Categorized | Lead Generation, featured

Will The Party Ever End?

A good friend of mine sent me an article to read about Wall Street that I found very invaluable. http://www.rollingstone.com/politics/story/26793903/the_big_takeover/print .  It is a longer read than most articles, but well worth the time.

When you finish reading this article you will feel both proud and dirty all at once, as I do.  It’s evident that we all play a role in the food chain of the crumbling financial crisis.  And, by “all”, I mean lead buyers, lead generators, lead aggregators, lead exchanges, lead service providers, lead management systems, and the rest of the ecosystem.

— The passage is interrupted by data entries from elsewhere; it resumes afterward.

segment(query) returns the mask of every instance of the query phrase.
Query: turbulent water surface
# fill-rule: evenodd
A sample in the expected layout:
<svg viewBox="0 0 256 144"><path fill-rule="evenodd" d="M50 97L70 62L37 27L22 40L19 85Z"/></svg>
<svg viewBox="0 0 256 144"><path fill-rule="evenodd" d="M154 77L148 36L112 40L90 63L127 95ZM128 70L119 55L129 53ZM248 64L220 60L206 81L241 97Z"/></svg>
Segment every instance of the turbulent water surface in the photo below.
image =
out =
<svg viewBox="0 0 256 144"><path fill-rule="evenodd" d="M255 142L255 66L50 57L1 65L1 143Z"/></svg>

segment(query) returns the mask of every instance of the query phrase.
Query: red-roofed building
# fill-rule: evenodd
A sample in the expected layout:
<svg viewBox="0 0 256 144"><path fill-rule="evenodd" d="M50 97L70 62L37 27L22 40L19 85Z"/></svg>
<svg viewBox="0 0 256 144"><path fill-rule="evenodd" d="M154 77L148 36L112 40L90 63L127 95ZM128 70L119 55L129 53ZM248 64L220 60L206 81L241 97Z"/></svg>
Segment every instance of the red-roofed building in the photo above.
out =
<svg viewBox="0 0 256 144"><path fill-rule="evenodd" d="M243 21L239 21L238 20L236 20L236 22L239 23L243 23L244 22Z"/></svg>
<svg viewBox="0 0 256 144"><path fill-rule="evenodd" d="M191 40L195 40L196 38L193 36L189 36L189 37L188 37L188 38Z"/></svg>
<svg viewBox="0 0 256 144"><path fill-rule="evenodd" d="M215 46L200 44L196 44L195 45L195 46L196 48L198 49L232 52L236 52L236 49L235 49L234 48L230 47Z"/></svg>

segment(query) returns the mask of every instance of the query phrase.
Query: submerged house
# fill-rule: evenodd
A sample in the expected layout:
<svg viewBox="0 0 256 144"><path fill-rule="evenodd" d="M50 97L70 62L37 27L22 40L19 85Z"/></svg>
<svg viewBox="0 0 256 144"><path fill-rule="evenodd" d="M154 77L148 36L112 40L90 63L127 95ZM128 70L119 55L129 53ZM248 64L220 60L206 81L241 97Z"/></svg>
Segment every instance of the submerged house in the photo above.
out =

On one hand, we should be proud that we got ours.   I received my share of the spoils – LeadROI was acquired for being one of the top lead management systems in the mortgage industry.  Matt Taibbi puts it, “ordinary American dumb people…are too intimidated to even try to understand.”  But those of us who participated in the bull riding were successful.  I learned a lot about the industry leading marketing and production analytics at the steel mill of the unregulated financial industry – Countrywide.  These days it is rather surprising to see a resume without an entry that touches the financial industry directly or involves some adjacent product or service.  Sure, we weren’t the CEOs of Lehman Brothers and Bear Stearns, part of Cassano’s 400-man team at AIG, or a member of the Morgan Mafia, but we definitely all got ours.  Whether you sold loans, sold banner ads, sold leads, sold software – there was a piece to take, and we took it!  At least we didn’t just sit around just watching “probable downfall of Western civilization.”  The party isn’t over, and we’re at the after party to the after party, where loan mods, credit repairs, and REOs are being served at the bar.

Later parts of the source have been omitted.